ALMA observations of the Extended Green Object G19.01$-$0.03: I. A Keplerian disc in a massive protostellar system.

Using the Atacama Large Millimetre/submillimeter Array (ALMA) and the Karl G. Jansky Very Large Array (VLA), we observed the Extended Green Object (EGO) G19.01$-$0.03 with sub-arcsecond resolution from 1.05 mm to 5.01 cm wavelengths. Our $\sim0.4''\sim1600$ AU angular resolution ALMA observations reveal a velocity gradient across the millimetre core MM1, oriented perpendicular to the previously known bipolar molecular outflow, that is consistently traced by 20 lines of 8 molecular species with a range of excitation temperatures, including complex organic molecules (COMs). Kinematic modelling shows the data are well described by models that include a disc in Keplerian rotation and infall, with an enclosed mass of $40-70 \mathrm{M}_{\odot}$ (within a 2000 AU outer radius) for a disc inclination angle of $i=40^{\circ}$, of which $5.4-7.2 \mathrm{M}_{\odot}$ is attributed to the disc. Our new VLA observations show that the 6.7 GHz Class II methanol masers associated with MM1 form a partial ellipse, consistent with an inclined ring, with a velocity gradient consistent with that of the thermal gas.
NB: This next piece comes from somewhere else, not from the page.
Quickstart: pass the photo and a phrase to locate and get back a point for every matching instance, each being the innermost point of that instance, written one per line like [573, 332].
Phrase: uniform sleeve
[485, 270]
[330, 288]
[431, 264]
The disc-to-star mass ratio suggests the disc is likely to be unstable and may be fragmenting into as-yet-undetected low mass stellar companions. Modelling the centimetre--millimetre spectral energy distribution of MM1 shows the ALMA 1.05 mm continuum emission is dominated by dust, whilst a free-free component, interpreted as a hypercompact HII region, is required to explain the VLA $\sim$5 cm emission. The high enclosed mass derived for a source with a moderate bolometric luminosity ($\sim$10$^{4} \mathrm{L}_{\odot}$) suggests that the MM1 disc may feed an unresolved high-mass binary system.